Die dramatische Finanzsituation ist das Resultat
jahrzehntelanger Misswirtschaft. Die Profi-Fußballklubs in Spanien
sind bis auf wenige Ausnahmen (FC Barcelona, Real Madrid, Athletic
Bilbao, CA Osasuna) keine Vereine mehr, sondern
Wirtschaftsunternehmen. Während in Deutschland maximal 49 Prozent
der Anteile eines Klubs Investoren gehören dürfen, gibt es in
Spanien keine solche Begrenzung. Ergebnis: Immer wieder kaufen sich
bei den Klubs Personen ein, denen es darum geht, ihr soziales
Renommee zu steigern - solides Wirtschaften spielt keine Rolle.
Dazu kommt, dass es in Spanien keinen dem deutschen
Lizensierungsverfahren vergleichbaren Kontrollmechanismus gibt.

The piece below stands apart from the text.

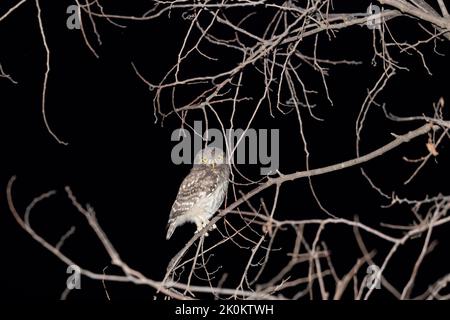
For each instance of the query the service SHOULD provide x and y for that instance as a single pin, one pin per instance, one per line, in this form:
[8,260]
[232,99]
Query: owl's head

Während die Deutsche Fußball-Liga das Finanzgebaren der Profiklubs
streng überwacht und die Erteilung der Lizenz von der Erfüllung
bestimmter Vorgaben abhängig macht, hat sich die spanische
Profi-Liga LFP bislang nicht für Zahlen aus den Rechnungsbüchern
der Klubs interessiert.
Das wird sich nun ändern: Mitte Juli hat die LFP die Einführung
einer Art Lizensierungsverfahren beschlossen. Umgesetzt werden soll
dieses aber erst ab der Saison 2014/15. Eine kurzfristige Lösung
der aktuellen Probleme ist das also nicht, die Streikdrohung bleibt
bestehen.
Betroffen wären von dem Ausstand sowohl die Spiele der ersten
als auch der zweiten Liga an den kommenden beiden Wochenenden. Ein
Schlichtungsversuch zwischen Spielergewerkschaft und Profi-Liga
scheiterte am Mittwochvormittag. Für Freitag ist ein weiteres
Treffen anberaumt. Es wäre nicht der erste Streik in der Geschichte
des spanischen Fußballs. In der Zeit von 1979 bis 1984 hatte es
vier Ausstände gegeben. Zuletzt gab es 2010 zwei Streikdrohungen.